Тиняков, раскрасневшийся, с горящими глазами, как будто не желал приходить в себя, замолчал, подчиняясь воле Шороха.
— Вот видите, к чему приводит разговор о женщинах? — усмехнулся он.
— К подражанию стихам Бодлера[18], — сказал Хлебников.
— Но хорошо, что не к дуэли, как у Гумилёва с Волошиным, — опять усмехнулся Тиняков.
— Вот как? — удивился Шорох. — В России ещё стреляются из-за женщин?
— Как, вы не знаете эту историю?! — воскликнул Велимир Хлебников. — Это же было четыре года назад.
— Меня не было в Петербурге, — мягко улыбнулся Шорох.
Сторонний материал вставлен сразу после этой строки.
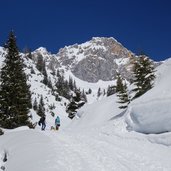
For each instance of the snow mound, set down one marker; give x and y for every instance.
(151, 113)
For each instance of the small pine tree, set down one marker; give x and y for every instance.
(39, 64)
(35, 105)
(41, 109)
(71, 86)
(75, 103)
(144, 75)
(99, 92)
(122, 93)
(111, 90)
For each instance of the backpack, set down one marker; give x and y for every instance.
(39, 123)
(57, 121)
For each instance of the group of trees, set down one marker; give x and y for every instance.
(15, 97)
(143, 76)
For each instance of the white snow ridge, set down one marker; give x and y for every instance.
(101, 137)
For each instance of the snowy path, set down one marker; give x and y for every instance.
(103, 153)
(86, 151)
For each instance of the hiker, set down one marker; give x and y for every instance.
(57, 122)
(42, 121)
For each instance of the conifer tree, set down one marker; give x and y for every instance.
(35, 105)
(111, 90)
(15, 97)
(41, 109)
(39, 64)
(144, 75)
(75, 103)
(122, 93)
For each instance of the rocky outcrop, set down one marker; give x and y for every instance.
(98, 59)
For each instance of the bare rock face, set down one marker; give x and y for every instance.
(97, 59)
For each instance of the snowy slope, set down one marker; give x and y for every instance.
(96, 140)
(151, 113)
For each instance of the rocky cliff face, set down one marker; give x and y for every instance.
(97, 59)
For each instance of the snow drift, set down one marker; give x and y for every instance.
(151, 113)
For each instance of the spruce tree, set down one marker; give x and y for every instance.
(41, 109)
(144, 75)
(122, 93)
(15, 97)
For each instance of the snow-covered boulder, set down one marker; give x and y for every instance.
(151, 113)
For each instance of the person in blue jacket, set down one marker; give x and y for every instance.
(57, 122)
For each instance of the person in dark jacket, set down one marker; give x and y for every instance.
(57, 122)
(42, 122)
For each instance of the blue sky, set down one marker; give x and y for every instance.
(140, 25)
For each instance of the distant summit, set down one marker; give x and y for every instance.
(98, 59)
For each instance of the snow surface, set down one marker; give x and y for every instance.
(101, 137)
(151, 113)
(96, 140)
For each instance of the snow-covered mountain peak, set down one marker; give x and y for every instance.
(97, 59)
(42, 50)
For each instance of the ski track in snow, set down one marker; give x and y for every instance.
(80, 153)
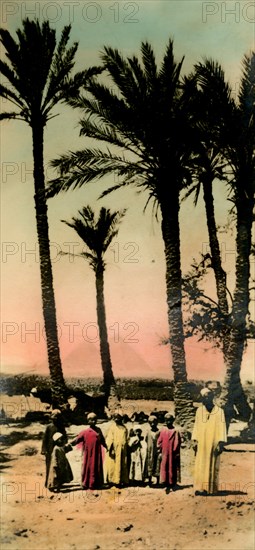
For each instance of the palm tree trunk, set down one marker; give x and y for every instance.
(184, 410)
(58, 387)
(220, 275)
(233, 394)
(108, 377)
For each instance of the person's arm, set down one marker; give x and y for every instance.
(45, 441)
(102, 439)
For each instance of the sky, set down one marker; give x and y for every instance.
(135, 292)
— Да, ещё одно подтверждение того, что люди — это виды мяса. И в этом случае и Гумилёв, и Волошин были бараниной, — процедил сквозь зубы Тиняков. — Видите ли, Гумилёв имел какие-то отношения с некой Дмитриевой. Особа не столь красивая, сколь чувственная. Но потом она предпочла ему Волошина, и это открылось тогда, когда Николай Степанович решил посетить Максима Александровича на его даче в Коктебеле, это в Крыму. Возникла неловкая ситуация, а возможно, что и ламур де труа, но Дмитриева всё же выбрала Волошина, и Гумилёв получил отставку.
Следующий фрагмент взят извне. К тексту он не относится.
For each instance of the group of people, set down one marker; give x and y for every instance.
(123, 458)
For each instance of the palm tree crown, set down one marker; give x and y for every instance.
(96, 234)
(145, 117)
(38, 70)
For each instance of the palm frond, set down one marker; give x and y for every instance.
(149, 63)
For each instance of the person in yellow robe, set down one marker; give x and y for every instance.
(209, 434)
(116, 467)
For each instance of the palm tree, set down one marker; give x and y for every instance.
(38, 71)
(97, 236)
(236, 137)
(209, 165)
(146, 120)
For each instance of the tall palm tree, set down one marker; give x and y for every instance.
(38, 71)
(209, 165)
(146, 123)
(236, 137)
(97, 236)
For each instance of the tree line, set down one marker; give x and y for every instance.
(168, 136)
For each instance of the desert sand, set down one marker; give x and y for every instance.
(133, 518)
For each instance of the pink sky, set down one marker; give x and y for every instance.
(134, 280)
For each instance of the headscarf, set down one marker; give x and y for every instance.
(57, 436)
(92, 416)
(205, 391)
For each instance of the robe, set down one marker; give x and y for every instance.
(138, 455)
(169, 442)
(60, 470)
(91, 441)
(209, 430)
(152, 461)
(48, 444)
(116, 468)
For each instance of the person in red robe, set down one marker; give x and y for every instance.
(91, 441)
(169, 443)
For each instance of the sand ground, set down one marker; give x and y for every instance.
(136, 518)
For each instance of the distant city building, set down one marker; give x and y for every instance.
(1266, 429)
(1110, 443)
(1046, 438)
Было понятно, что Тиняков развязен только благодаря воздействию алкоголя.
— Гумилёв уехал, а Волошин и Дмитриева затеяли мистификацию. Отправили в журнал «Аполлон» стихи, подписанные как «Черубина де Габриак». На самом деле это были стихи Дмитриевой. Маковскому, редактору, стихи таинственной незнакомки понравились. Она позвонила в редакцию и рассказала низким волнующим голосом, что ей восемнадцать лет, она испанка, получила строгое воспитание в монастыре и живёт под строжайшим надзором отца-деспота и монаха-иезуита, её исповедника. У неё бледное лицо, бронзовые кудри и чётко очерченный рот.
Тиняков громко захохотал.
— Нет, определённо, если Гумилёв и Волошин баранина, то Маковский ослятина! Как в такое можно было поверить?! Нет, ну вы мне скажите, а?! И не надо, не говорите, всё и так понятно. Тайна вскоре раскрылась, благодаря любвеобильности мадам Дмитриевой, рассказавшей об этой мистификации очередному любовнику, и взбешённый Гумилёв наговорил что-то грязное про Лжечерубину…
— Это не так! — воскликнул Хлебников. — Толстой сказал, что это домыслы. Гумилёв ничего не говорил, просто посчитал ниже своего достоинства оправдываться. И вообще — вы неправильно рассказываете.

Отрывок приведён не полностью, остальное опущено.